III.             Metodologi
Penelitian ini menggunakan pendekatan kualitatif dengan menganalisis kebijakan-kebijakan yang terkait dengan pengelolaan keuangan daerah pada pemerintah daerah di Indonesia selama periode tahun 2013 sampai dengan pertengahan 2014. Diskusi dengan personil yang kompeten di beberapa pemerintah daerah dan pengalaman peneliti sebagai auditor pada pemerintah daerah menjadi penyeimbang hasil analisis.
Aspek komunikasi kebijakan menjadi fokus dalam penelitian ini dengan pertimbangan aspek ini yang menurut pelaksana kebijakan di pemerintah daerah mengganggu implementasi kebijakan. Aspek komunikasi kebijakan juga melibatkan banyak stakeholders pada banyak lapisan birokrasi sehingga meningkatkan kompleksitas gangguan dalam implementasi kebijakan.

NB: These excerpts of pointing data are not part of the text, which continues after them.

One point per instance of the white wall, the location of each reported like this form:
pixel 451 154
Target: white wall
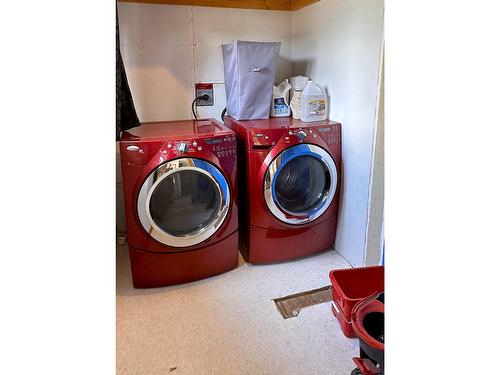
pixel 338 44
pixel 167 48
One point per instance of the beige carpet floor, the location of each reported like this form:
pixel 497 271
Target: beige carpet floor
pixel 229 324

IV.             Hasil dan Diskusi
a.      Komunikasi Kebijakan
1.      Transmisi kebijakan
Kebijakan pengelolaan keuangan negara pada pemerintah daerah harus mengacu pada kebijakan makro yang disusun oleh pemerintah pusat. Untuk memungkinkan implementasi kebijakan keuangan negara di pemerintah daerah, diperlukan transmisi kebijakan dari penyusun kebijakan yaitu pemerintah pusat kepada pemerintah daerah.

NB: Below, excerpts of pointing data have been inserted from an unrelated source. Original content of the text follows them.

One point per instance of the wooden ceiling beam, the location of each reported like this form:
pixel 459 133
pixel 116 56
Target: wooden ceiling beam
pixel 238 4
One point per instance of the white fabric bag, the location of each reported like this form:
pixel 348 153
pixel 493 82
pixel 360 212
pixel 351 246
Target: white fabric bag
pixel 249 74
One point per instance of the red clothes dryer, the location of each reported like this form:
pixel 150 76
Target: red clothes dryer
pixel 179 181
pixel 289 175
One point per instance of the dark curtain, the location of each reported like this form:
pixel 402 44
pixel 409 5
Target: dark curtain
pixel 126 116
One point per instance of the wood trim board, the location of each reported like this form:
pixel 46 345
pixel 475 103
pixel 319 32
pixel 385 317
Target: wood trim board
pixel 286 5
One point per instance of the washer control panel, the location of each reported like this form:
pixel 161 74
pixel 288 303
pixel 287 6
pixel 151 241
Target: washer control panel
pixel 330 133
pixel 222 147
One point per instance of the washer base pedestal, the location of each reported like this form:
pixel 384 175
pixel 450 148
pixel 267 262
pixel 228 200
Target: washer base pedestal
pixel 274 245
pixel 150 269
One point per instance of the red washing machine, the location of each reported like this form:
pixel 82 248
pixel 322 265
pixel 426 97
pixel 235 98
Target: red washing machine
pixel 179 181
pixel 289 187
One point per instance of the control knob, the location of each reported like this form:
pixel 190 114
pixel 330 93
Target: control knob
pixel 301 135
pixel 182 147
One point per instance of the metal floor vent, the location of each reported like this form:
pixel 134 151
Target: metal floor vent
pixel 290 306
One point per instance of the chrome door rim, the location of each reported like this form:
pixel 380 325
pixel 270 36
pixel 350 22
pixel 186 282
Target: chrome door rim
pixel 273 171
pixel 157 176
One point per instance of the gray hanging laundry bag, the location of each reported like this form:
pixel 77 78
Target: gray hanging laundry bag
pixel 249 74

Pada pemerintah pusat, yang diberikan tugas untuk melakukan pembinaan kepada pemerintah daerah adalah Kementerian Dalam Negeri sebagaimana diatur dalam Peraturan Presiden Nomor 24 Tahun 2010 tentang Kedudukan Tugas dan Fungsi Kementerian Negara serta susunan organisasi tugas dan fungsi Eselon I Kementerian Negara. Penyampaian kebijakan pemerintah tentang pengelolaan keuangan daerah kepada pemerintah daerah adalah bagian dari tugas Kementerian Dalam Negeri dhi. Direktorat Jenderal Keuangan Daerah (DJKD). Tujuan dibentuknya DJKD adalah mendorong meningkatnya kualitas pengelolaan keuangan daerah, peningkatan tertib administrasi pengelolaan keuangan daerah, yang transparan, dan akuntabel. Salah satu arah kebijakan DJKD dalam Rencana Strategis tahun 2010 s.d. 2014 adalah menyiapkan rumusan kebijakan serta  standarisasi teknis dan fasilitasi di bidang akuntansi, pertanggungjawaban keuangan daerah, bantuan keterangan ahli, pemberian dukungan teknis, informasi keuangan daerah serta pembinaan dan evaluasi pengelolaan keuangan daerah.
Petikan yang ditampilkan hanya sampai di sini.